Stenheim Alumine FIVE – Die perfekte Bühne
In Eltville, geografisch in der Mitte der deutschsprachigen HiFi-Welt, hat der Mülheimer Vertrieb Audio Trade (ATR) einen Hörpalast aufgebaut, in dem Hersteller wie Händler ihre Komponenten in gehobenem Ambiente präsentieren können.
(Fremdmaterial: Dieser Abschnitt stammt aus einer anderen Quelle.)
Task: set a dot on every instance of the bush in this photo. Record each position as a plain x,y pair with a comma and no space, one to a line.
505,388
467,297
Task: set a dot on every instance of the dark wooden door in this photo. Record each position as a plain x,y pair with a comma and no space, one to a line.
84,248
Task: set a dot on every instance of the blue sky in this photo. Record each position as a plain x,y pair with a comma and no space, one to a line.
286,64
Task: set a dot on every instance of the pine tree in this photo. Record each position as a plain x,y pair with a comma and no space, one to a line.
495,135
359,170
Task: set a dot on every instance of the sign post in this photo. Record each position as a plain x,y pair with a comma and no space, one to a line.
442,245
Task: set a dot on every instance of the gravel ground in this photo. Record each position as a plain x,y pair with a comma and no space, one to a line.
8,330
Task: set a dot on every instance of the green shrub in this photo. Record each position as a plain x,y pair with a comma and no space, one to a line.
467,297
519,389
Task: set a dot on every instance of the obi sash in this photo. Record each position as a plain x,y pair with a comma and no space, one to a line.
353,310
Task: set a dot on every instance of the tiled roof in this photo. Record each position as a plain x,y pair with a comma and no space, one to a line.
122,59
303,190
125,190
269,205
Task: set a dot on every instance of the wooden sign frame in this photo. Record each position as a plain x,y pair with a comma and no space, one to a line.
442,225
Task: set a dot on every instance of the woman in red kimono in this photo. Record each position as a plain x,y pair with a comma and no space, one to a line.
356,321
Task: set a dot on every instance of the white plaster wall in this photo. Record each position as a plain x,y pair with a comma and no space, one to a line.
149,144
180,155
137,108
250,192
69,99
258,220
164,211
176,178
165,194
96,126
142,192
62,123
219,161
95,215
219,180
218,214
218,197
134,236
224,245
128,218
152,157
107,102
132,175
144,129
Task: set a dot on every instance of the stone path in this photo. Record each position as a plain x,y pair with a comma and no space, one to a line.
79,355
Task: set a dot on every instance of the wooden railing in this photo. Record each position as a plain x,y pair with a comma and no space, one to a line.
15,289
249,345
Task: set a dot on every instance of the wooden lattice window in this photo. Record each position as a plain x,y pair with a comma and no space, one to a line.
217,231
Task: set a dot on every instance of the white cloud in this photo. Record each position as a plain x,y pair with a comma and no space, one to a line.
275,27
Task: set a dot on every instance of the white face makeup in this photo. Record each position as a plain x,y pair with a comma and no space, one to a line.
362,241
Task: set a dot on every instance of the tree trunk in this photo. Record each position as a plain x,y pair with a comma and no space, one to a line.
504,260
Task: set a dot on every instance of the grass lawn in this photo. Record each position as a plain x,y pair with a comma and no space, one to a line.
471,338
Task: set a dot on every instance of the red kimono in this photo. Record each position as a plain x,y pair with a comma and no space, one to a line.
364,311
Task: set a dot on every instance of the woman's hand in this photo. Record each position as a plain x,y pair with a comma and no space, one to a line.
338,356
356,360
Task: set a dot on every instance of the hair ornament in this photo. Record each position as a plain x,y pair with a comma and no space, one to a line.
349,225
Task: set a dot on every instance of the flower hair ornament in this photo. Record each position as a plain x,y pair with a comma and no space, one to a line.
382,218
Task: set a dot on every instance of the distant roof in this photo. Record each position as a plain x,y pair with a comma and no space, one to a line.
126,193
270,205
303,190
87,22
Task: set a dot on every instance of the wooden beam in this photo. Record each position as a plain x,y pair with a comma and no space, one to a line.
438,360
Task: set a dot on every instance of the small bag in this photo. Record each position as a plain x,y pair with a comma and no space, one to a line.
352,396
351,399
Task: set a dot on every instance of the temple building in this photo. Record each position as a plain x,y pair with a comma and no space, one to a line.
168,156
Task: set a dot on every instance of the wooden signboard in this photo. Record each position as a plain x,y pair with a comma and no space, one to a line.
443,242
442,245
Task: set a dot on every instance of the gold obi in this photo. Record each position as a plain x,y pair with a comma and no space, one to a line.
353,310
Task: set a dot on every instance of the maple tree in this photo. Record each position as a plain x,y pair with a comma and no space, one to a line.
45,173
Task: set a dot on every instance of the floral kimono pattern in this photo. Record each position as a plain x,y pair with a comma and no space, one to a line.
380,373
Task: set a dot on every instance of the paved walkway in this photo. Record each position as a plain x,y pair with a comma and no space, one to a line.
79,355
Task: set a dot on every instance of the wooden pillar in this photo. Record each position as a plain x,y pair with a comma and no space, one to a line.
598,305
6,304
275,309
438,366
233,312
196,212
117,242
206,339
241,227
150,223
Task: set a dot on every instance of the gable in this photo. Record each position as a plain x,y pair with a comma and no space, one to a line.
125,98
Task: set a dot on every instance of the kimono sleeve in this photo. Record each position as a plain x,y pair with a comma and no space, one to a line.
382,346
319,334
Wir durften exklusiv eine ganz besondere Klangaufführung mit der Alumine FIVE von Stenheim in der Hauptrolle erleben.
In aller Kürze
Müheloser Tiefgang und stupende Dynamik treffen bei der Stenheim Alumine FIVE auf ausgewogene Tonalität und musikalische Finesse.
Sichtlich amüsiert beobachtet Manuela Heimann, Ehefrau unseres Gastgebers Markolf Heimann, die Szene: „Wenn ein Dutzend erwachsener Männer an den Knöpfen und Reglern einiger auf dem Fußboden verteilter ,Spielzeuge‘ drückt und dreht, weiß man, dass die HiFi-Welt wieder in Ordnung ist.“ Von der Anspannung, die noch eine halbe Stunde zuvor der geselligen Atmosphäre einen leichten Dämpfer aufgedrückt hatte, ist nichts mehr zu spüren. Dabei dachten wir noch, wir seien spät dran, als wir uns gegenphasig zum Rhein mäandernd über Mainz und Wiesbaden der ATR-Villa in Eltville näherten. Weder Wetter noch Verkehrslage hatten es auf dem Weg gut mit uns gemeint, doch mittlerweile hatte der Regen nachgelassen, und der Anblick des Rheins wie auch des Hauptturms der Kurfürstlichen Burg tröstet selbst bei bleiernem Himmel über so manches hinweg. Und: Wir wussten, dass uns am Ziel etwas Besonderes erwartete.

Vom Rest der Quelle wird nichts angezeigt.